RIMINI. La frase più terribile se l’è sentita rivolgere quando aveva immaginato che un bambino la volesse aiutare. Era caduta a terra coi pattini e vedendo arrivare un suo coetaneo era convinta che le venisse offerta una mano per rialzarsi. «Ti sta bene che sei caduta. È a terra che devono stare i negri». Neppure il tempo di ritornare in gruppo con i compagni del centro estivo che quella parola così tremenda se la sente rivolgere una seconda volta. «Io vicino a una negra non ci sto», le dice un altro bambino.

È una storia brutta da raccontare e tanti dettagli devono per forza di cose essere omessi. Ci sono da tutelare la bambina nata a Rimini da una madre di questa provincia e da un africano ma anche entrambi i piccoli che si sono ritrovati in bocca parole ben più grandi dei loro otto anni.

Non vuole tornare al centro estivo

È successo ieri mattina in un centro estivo di una città che non potrà essere identificata. Tornata a casa, la bambina che solitamente è solare non apre bocca. La madre capisce che qualcosa non va, che non è lei e la incalza. «Non riusciva neppure a dire la parola negra - racconta la signora -. Mi diceva “mi hanno detto una brutta parola. Bruttissima”. Poi alla fine è riuscita a dirmi tutto». Ci è rimasta male. L’ha ferita. In otto anni di vita non le era mai capitato di subire il razzismo così frontalmente. «Mi ha detto “mamma, mi sento stanca, domani al centro estivo preferirei non andare”. È una scusa, è chiaro. Ci è sempre andata molto volentieri. Sarebbe orribile se da oggi non fosse più così».

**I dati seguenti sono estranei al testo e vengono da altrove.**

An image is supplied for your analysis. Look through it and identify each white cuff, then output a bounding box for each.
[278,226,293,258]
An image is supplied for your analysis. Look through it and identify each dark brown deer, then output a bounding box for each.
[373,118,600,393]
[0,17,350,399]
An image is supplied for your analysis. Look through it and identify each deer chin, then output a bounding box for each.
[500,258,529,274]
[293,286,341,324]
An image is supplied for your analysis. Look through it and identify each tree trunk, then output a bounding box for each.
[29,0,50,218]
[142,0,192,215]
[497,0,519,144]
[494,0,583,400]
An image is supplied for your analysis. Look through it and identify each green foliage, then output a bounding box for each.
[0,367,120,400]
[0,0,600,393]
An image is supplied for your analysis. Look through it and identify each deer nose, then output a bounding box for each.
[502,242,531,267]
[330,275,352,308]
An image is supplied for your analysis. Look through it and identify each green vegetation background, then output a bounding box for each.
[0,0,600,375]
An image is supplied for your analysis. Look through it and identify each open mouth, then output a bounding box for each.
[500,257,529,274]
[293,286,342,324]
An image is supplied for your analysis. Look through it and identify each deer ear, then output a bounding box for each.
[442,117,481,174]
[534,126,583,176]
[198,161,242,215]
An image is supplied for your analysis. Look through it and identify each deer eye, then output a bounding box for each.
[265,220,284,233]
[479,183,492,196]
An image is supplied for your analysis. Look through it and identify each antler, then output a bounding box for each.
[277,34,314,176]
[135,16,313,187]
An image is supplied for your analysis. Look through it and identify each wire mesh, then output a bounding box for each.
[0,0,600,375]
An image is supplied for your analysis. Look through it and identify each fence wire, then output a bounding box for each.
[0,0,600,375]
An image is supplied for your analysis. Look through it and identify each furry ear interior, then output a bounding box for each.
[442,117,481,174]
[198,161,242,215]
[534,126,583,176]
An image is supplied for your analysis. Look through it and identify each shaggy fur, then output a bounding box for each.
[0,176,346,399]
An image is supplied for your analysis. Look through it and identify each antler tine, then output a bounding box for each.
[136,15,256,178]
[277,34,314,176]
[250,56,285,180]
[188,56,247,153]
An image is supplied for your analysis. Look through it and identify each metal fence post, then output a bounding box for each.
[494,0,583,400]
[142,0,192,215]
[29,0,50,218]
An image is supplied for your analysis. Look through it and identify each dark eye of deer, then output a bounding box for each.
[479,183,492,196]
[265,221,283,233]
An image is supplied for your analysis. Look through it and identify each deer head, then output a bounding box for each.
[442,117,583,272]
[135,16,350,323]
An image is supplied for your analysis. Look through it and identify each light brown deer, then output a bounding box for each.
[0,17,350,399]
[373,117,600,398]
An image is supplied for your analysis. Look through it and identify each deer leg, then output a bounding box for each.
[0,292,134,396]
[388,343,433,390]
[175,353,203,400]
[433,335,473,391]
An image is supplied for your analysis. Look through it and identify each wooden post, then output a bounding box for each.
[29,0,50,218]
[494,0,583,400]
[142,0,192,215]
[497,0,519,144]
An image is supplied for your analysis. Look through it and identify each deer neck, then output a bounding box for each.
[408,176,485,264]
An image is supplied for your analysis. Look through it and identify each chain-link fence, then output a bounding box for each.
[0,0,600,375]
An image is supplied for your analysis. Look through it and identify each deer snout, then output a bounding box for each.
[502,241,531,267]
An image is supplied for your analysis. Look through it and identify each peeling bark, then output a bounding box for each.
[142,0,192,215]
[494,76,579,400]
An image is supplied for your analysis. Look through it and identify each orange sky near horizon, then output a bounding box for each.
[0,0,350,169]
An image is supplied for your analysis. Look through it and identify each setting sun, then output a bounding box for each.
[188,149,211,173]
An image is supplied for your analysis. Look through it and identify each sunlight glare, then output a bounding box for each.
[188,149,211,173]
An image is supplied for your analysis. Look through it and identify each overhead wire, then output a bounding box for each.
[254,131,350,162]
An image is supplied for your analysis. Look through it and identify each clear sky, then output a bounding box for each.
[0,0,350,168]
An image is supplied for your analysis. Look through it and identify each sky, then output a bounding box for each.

La reazioni degli altri bimbi

In questa brutta storia c’è però un bell’episodio da raccontare. «Gli altri bambini si sono tutti schierati dalla parte di mia figlia, le si sono stretti attorno, l’hanno fatta sentire a proprio agio. Ne aveva un gran bisogno». E anche gli educatori hanno fatto la loro parte, stigmatizzando fortemente entrambi gli episodi ma con le maniere di chi deve tenere insieme un gruppo di bambini.

Le accuse ai genitori

La mamma ha retto la parte con la figlia «ma dentro mi sono sentita morire». Nel pomeriggio si è lasciata andare a uno sfogo sul suo profilo Facebook riferendo in parte l’accaduto. Si è rivolta ai genitori: «Dovete iniziare a insegnare ai vostri figli il rispetto per il prossimo a prescindere dal colore della pelle, dalla religione e dalla nazionalità. Quel che è successo, un bambino di otto anni che usa termini tipo “io vicino a una negra non ci sto”, fa male all’anima e mi fa capire come le generazioni future abbiano il vuoto dentro e covino l’odio per il prossimo, soprattutto se diverso. Non me la prendo con i bambini ma coi i genitori che invece di insegnare il rispetto reciproco e l’amore per il prossimo inculcano l’odio e il razzismo nelle teste e nei cuori dei propri figli».

Alla figlia ha rivolto un appello: «Le ho detto “non ti fare cambiare da chi ti insulta. Resta come sei, gioiosa e piena di vita. Non reagire mai perché consentiresti a chi ti fa del male di farti diventare diversa dalla splendida bambina che sei ora».